Para mim, família sempre foi apenas papai, mamãe, e eu.
Como isso mudou tão drasticamente?
Passaram-se algumas horas e paramos em frente a um portão com alguns seguranças, que, ao verem o carro, abriram depressa. Antes mesmo de descer, fiquei boquiaberta com o imenso jardim da casa, repleto de um verde tão vivo, com a grama bem aparada e árvores altas, como o carvalho da casa de campo. Tudo era tão vasto e com cores claras, que era impossível não compará-la à nossa.
Hanna entregou a chave do carro a um jovem de terno preto, e seguimos em direção à mansão, que chamei de "a casa grande" por muito tempo. Hoje, percebo que moramos em um lugar muito elegante e moderno, para considerar apenas uma casa grande.

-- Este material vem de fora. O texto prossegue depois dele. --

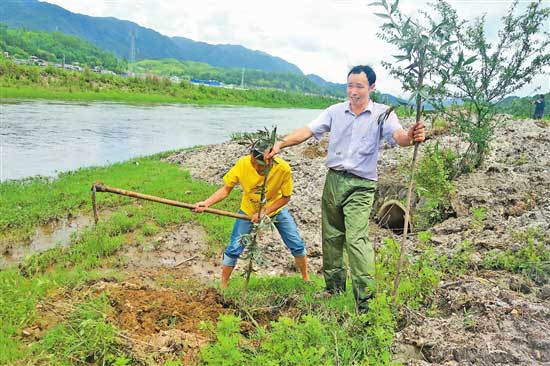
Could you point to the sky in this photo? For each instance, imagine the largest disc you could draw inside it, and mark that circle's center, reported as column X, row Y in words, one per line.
column 323, row 37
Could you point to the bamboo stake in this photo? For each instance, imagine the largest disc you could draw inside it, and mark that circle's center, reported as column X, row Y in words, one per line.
column 100, row 187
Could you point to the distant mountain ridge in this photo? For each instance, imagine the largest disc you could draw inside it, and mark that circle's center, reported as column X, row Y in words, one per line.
column 115, row 35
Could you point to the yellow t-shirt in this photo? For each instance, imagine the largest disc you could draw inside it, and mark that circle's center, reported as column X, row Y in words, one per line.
column 279, row 183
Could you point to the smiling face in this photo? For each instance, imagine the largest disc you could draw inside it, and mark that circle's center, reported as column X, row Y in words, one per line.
column 358, row 90
column 257, row 166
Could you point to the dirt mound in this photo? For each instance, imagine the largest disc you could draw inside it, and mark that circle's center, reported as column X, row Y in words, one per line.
column 164, row 323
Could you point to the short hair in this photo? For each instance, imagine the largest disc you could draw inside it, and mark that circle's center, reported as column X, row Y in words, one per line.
column 371, row 75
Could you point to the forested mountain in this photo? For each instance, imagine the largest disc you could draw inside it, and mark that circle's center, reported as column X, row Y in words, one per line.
column 124, row 38
column 249, row 78
column 56, row 47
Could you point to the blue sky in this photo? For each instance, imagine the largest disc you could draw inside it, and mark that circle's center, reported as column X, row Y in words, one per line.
column 324, row 37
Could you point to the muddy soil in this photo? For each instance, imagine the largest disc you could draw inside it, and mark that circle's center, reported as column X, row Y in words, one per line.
column 481, row 318
column 484, row 317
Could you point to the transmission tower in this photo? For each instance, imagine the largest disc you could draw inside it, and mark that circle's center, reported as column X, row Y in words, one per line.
column 132, row 56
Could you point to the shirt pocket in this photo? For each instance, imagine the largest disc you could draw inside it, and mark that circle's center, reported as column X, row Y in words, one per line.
column 367, row 145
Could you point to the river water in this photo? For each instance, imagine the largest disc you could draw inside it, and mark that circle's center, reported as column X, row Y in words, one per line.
column 44, row 137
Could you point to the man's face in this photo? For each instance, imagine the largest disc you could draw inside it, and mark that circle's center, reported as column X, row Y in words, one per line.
column 359, row 89
column 259, row 168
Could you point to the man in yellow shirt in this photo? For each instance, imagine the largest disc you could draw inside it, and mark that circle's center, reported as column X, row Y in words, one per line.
column 249, row 173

Estranhei, percebendo que aquela pessoa que dizia ser da minha família tinha condições muito melhores do que a nossa. Meus pais e eu vivíamos em uma casa simples no interior de Minas, frequentemente recebendo doações de vizinhos e amigos, já que o trabalho de pintor do meu pai não era suficiente para nos sustentar. Mamãe nunca conseguiu um emprego, mas, às vezes, à via abrir um envelope amarelo repleto de notas, o que a deixava tão emocionada, que nos abraçava com gratidão.
- Por que está sorrindo como uma maluca na frente do espelho? - Sofia grudou no meu pescoço, desfazendo as lembranças da minha cabeça.
- Estava lembrando do dia que cheguei aqui.
- Você está rindo do dia mais triste da sua vida? - indagou, confusa. - O dia que você se trancou no quarto por vinte e quatro horas, porque a nossa empregada revelou à você que seus pais haviam morrido?
- Argh... Você sempre tão direta. - bufei, enquanto puxava seus cabelos loiros, que logo resmungou. - Estou lembrando de como fiquei espantada com essa mansão... De como tudo aqui é tão grande e exagerado... ou talvez eu era só muito pequena para esse lugar.
- Talvez a segunda opção. - ironizou, por ser mais alta que eu.
Sofia Hoffmann: minha prima e melhor amiga. Quando nos conhecemos, ela parecia uma boneca de porcelana, delicada e frágil. Com o tempo percebi a sua força e determinação, o que me levou, involuntariamente, a me comparar a ela. Meu vestido azul estava completamente sujo, e meus sapatos eram grandes demais, feitos para durar.
Uma onda de vergonha me invadiu, e eu queria me encolher, mas isso parecia irrelevante para ela. Assim que me viu, puxou meu braço e me levou até seu quarto, onde me obrigou a escolher um de seus melhores vestidos e bonecas. Naquele momento, decidimos, sem dúvida alguma, que seríamos melhores amigas, e não havia espaço para contestação. Apesar de ser apenas dois anos mais nova, ela parecia muito mais esperta - e realmente era.
- Eu sinto muito, Mel - declarou baixinho, enquanto penteava meus cabelos castanhos. - Sempre que esse dia se aproxima, eu sofro junto com você.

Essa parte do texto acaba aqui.